10 Lessons on Radiology Leadership for Every ‘Change Agent’ in the Field

The late, great business guru Peter Drucker (d. 2005) held that management is doing things right while leadership is doing the right things. The observation is timeless across industries, but “the right things” surely change over time and within arenas of human endeavor.

Take radiology, for example.

“In many respects, things are different now than they were even a few years ago,” says Matthew Davenport, MD, whose leadership duties in the health system of the University of Michigan include leading the body MRI team and chairing the Michigan Radiology Quality Collaborative.

In fact, effective leaders today are change agents by their very nature, maintains Davenport, who makes the case in a 2018 paper published in RadioGraphics and co-authored by N. Reed Dunnick, MD, longtime radiology chair at Michigan. What’s more, these “agents” aren’t secret—but neither are they always easy to spot.

“If you wish to be a leader but believe that you first need a title, think again. The most effective leaders do not need one,” Davenport and Dunnick write. “Practice, train and emphasize your colleagues and organization above yourself, and the rest will take care of itself.”

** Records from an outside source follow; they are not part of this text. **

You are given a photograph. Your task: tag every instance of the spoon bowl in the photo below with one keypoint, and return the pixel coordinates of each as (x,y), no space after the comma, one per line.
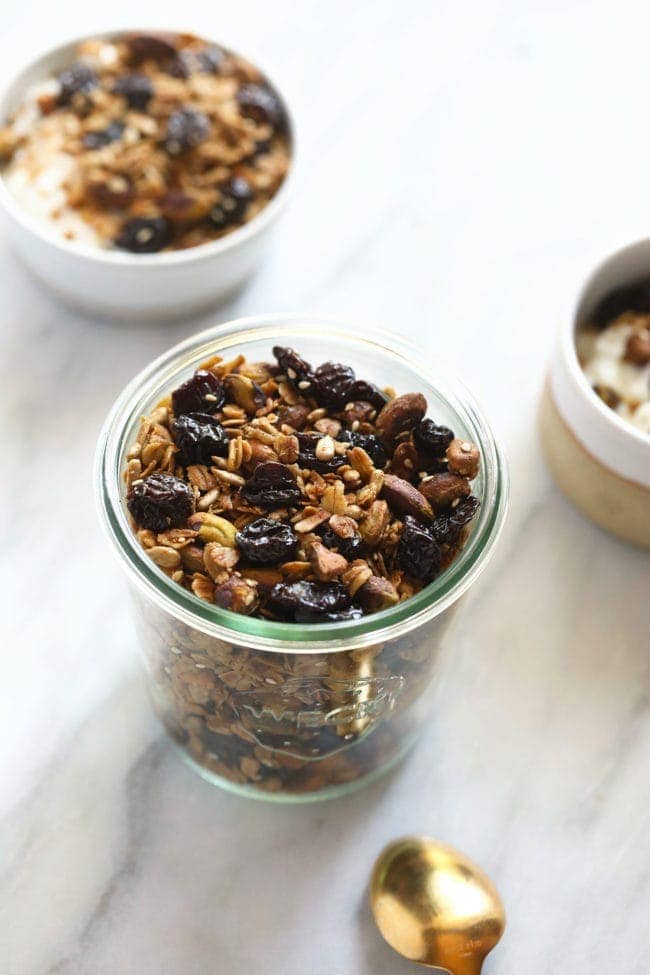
(434,906)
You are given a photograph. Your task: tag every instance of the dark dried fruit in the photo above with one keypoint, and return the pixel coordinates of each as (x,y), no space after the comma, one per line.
(201,393)
(307,443)
(77,80)
(310,602)
(272,485)
(186,129)
(208,61)
(418,553)
(259,103)
(199,438)
(401,414)
(160,501)
(447,527)
(136,89)
(267,542)
(103,137)
(144,235)
(331,385)
(236,194)
(368,442)
(152,47)
(431,438)
(350,548)
(295,368)
(367,393)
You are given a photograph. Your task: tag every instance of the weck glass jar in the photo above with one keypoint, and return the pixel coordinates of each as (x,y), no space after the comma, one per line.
(286,711)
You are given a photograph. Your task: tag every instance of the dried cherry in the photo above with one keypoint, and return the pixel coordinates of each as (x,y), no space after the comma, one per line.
(418,552)
(144,235)
(201,393)
(311,602)
(160,501)
(272,485)
(136,89)
(431,438)
(199,437)
(186,129)
(267,542)
(447,526)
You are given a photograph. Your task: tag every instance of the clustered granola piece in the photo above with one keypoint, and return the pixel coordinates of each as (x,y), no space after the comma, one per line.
(614,351)
(298,494)
(172,141)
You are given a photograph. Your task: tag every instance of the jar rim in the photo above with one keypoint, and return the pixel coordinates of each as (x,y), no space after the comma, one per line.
(159,377)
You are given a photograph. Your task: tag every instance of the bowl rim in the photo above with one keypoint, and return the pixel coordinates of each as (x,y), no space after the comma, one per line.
(96,255)
(570,352)
(290,637)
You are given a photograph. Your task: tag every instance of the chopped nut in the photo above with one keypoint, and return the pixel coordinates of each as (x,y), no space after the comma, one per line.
(374,523)
(312,521)
(361,462)
(405,499)
(203,587)
(356,575)
(334,499)
(192,558)
(325,563)
(212,528)
(328,426)
(246,393)
(401,413)
(637,348)
(463,458)
(443,489)
(405,462)
(219,560)
(237,595)
(342,526)
(286,448)
(164,556)
(324,448)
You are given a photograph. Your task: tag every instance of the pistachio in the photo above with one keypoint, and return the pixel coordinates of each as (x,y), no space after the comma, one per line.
(404,499)
(401,413)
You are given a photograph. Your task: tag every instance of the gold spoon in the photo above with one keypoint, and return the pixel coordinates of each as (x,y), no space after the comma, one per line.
(434,906)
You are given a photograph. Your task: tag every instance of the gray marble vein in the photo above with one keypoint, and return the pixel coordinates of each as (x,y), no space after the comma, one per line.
(460,168)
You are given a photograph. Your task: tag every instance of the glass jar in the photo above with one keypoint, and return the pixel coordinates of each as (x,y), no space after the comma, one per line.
(280,710)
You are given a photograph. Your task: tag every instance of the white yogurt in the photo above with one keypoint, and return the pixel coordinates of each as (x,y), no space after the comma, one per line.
(605,366)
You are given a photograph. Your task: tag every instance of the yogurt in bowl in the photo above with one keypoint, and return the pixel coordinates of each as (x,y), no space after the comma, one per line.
(143,172)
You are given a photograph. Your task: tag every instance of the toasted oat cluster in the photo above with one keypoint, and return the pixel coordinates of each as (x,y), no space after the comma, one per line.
(153,142)
(614,351)
(298,494)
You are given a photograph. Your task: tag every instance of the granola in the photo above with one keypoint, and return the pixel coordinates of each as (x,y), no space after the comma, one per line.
(614,351)
(259,488)
(146,143)
(303,495)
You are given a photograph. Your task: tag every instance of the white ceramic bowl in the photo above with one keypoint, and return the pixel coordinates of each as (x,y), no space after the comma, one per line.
(119,284)
(599,460)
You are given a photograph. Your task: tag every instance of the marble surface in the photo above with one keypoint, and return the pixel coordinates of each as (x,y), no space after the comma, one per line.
(460,168)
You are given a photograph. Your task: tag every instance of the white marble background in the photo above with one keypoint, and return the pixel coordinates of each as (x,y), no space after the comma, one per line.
(461,166)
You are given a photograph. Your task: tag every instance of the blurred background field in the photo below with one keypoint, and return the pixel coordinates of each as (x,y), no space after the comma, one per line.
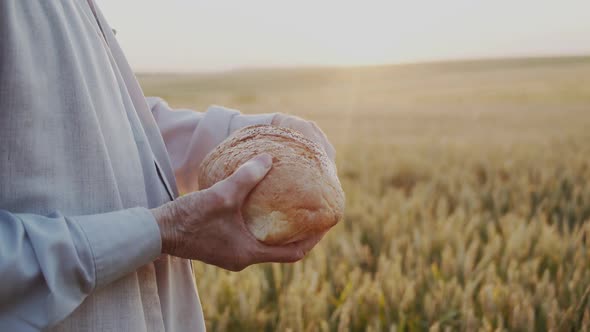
(468,197)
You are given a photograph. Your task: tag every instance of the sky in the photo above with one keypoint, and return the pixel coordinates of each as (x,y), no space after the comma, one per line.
(216,35)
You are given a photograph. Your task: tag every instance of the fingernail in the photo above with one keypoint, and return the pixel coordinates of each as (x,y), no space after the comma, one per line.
(265,159)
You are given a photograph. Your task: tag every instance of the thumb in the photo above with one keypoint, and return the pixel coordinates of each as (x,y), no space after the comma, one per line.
(245,178)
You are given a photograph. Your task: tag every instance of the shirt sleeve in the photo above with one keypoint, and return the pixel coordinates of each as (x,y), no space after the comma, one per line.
(190,135)
(50,264)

That’s a good place to begin. Here are 10 similarly piquant observations on modern radiology leadership from some radiologists who know the subject because they’ve walked it as well as talked it.

An insatiable appetite for research and an authoritative bearing were once considered must-have marks of great leadership. Now, not so much.

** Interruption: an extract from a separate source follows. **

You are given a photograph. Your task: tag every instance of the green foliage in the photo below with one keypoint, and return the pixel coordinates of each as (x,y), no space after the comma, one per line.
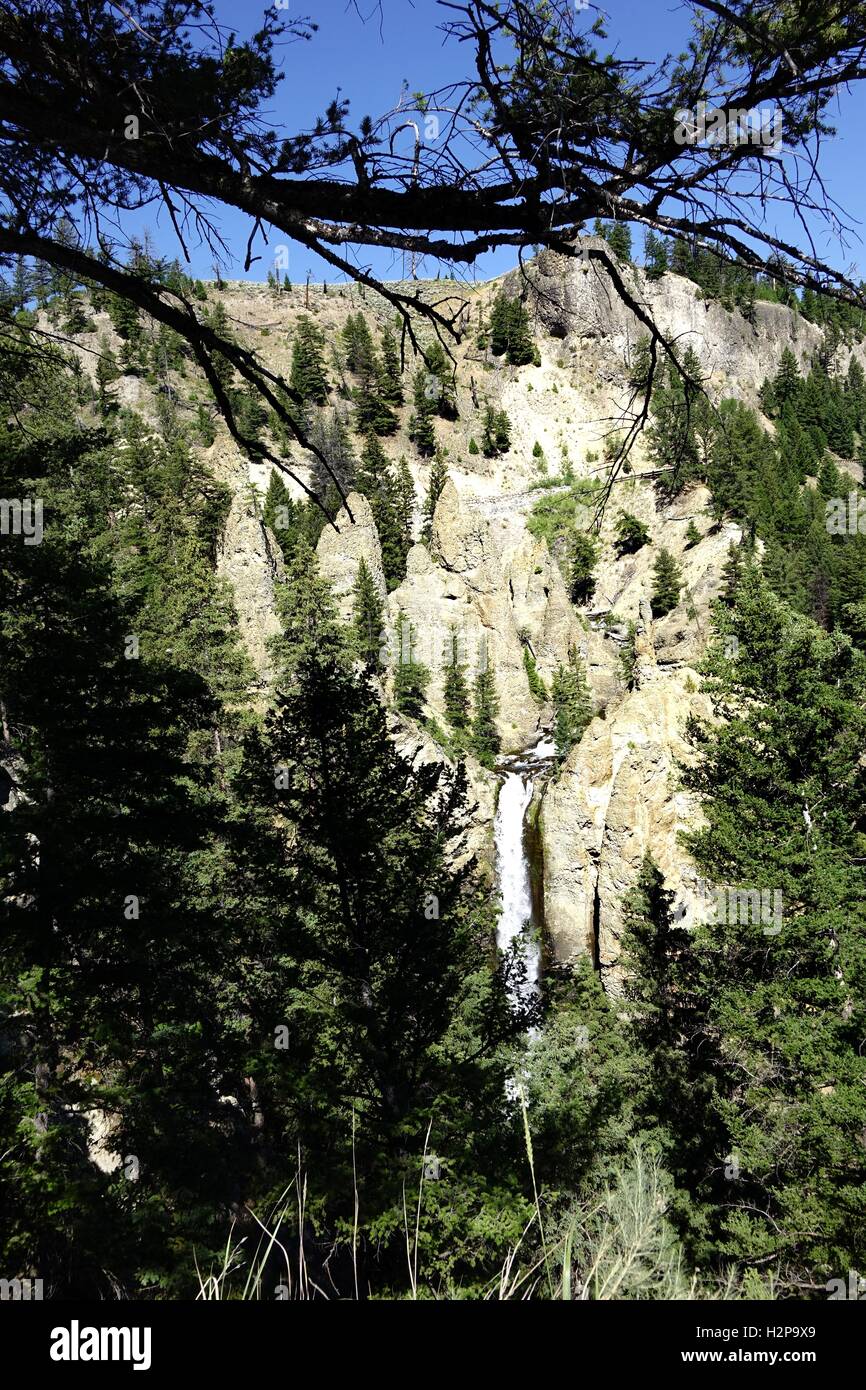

When Amy Kotsenas, MD, of the Mayo Clinic entered the radiology field more than two decades ago, most individuals who were regarded as “great leaders” had built their reputations as top-tier researchers.

Amy Kotsenas, MD, Mayo Clinic
Amy Kotsenas, MD,
Mayo Clinic

“Today there is a much stronger—and in my opinion more appropriate—shift toward leaders who understand the clinical practice,” says Kotsenas, who chairs the enterprise radiology IT committee at Mayo and has won a leadership award from the American Society of Neuroradiology. (She also is a member of RBJ’s editorial advisory board.) “Those who understand the needs of their radiology staff and employees, as well as the needs of their patients, stand out in the current environment.”

Cheri Canon, MD, chair of radiology at the University of Alabama at Birmingham and a member of the board of directors of the ACR’s Radiology Leadership Institute, describes yesterday’s leadership as “more autocratic and very top-down” in nature, with leaders who were not only strong but also outspoken and sometimes even domineering.

Canon says the complexities of today’s radiology landscape warrant an interdisciplinary, team-oriented approach to leadership. And in order to be effective, leaders must be emotionally competent, thoughtful and open to suggestions. The best of the best, in Canon’s experience, are confident enough to demonstrate vulnerability.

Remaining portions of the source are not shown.